Please no. The action scenes in TWD are the worst. Simple boring QTEs with game overs. TWAU is much better already, but Beyond and Heavy Rain are still superior. In Beyond they just went overboard with them a bit too much, less is key.


The problem aren't that much the controls but the way you interact with the world in Beyond, in HR you at least felt you could do different things and interact with the world in a believable way, Beyond is basically follow that white marker, I didn't even bother to finish Beyond but played HR more then once. The controls themselves in HR where pretty bad though, Tank controls are just stupid.
Too bad, the ending is awesome. Don't really know what you mean with "follow the white marker" though. You can interact with the world in Beyond in a lot of ways too, although these sections are more limited compared to HR I agree.

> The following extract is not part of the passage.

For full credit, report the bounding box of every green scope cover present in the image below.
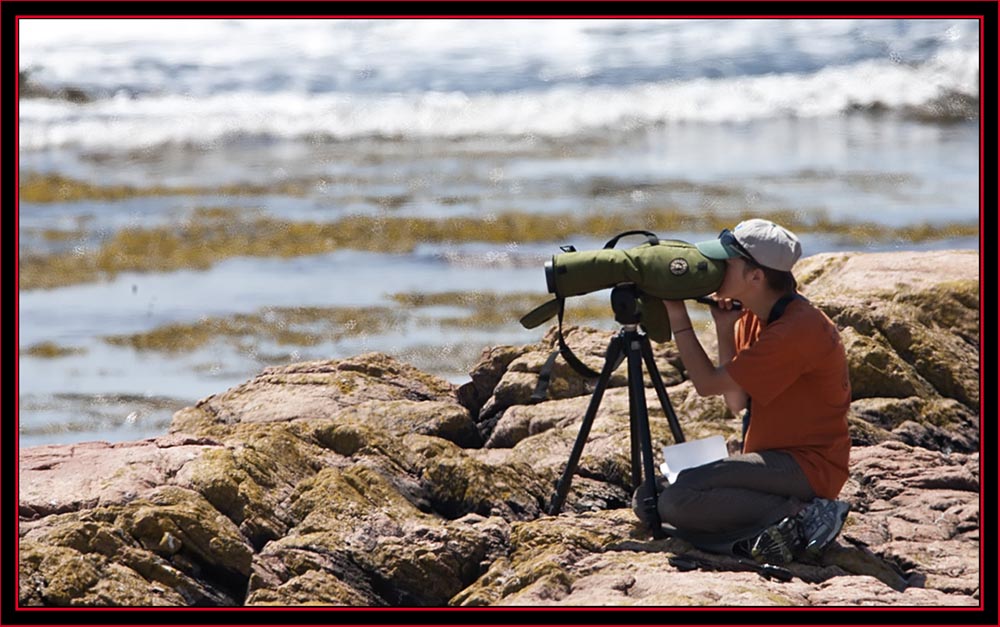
[637,293,671,342]
[548,239,726,301]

Probably because there are more wider sections in Beyond, while HR mostly takes place inside a house or small apartment with a lot of interactive elements. In an open desert like in Beyond you are obviously more limited by design xD


It's a shame, because now it means I'm not excited for QD have to offer on the PS4 now, but merely sceptical. Cage seems to have a flair for comedy going by that Dark Sorcerer tech demo, so I think he should take some major influence from old-school LucasArts and make a game set in that DS world
I feel sorry for you. That's a real shame. Wish I could share my love for Beyond with you. Going by an insider who heavily teased Beyond before it was unveiled, his next game is going to be sci-fi and loosely based on the Kara tech demo. Job postings on their website seem to confirm that. It might incorporate humorous elements as well, but I mostly expect something influenced by open world design or Blade Runner.

but with gameplay in the vein of those point & click adventure games. Take a break from pushing the interactive movie agenda and make something a bit more traditional. Something with PUZZLES! And an INVENTORY! And ITEMS THAT YOU CAN COMBINE!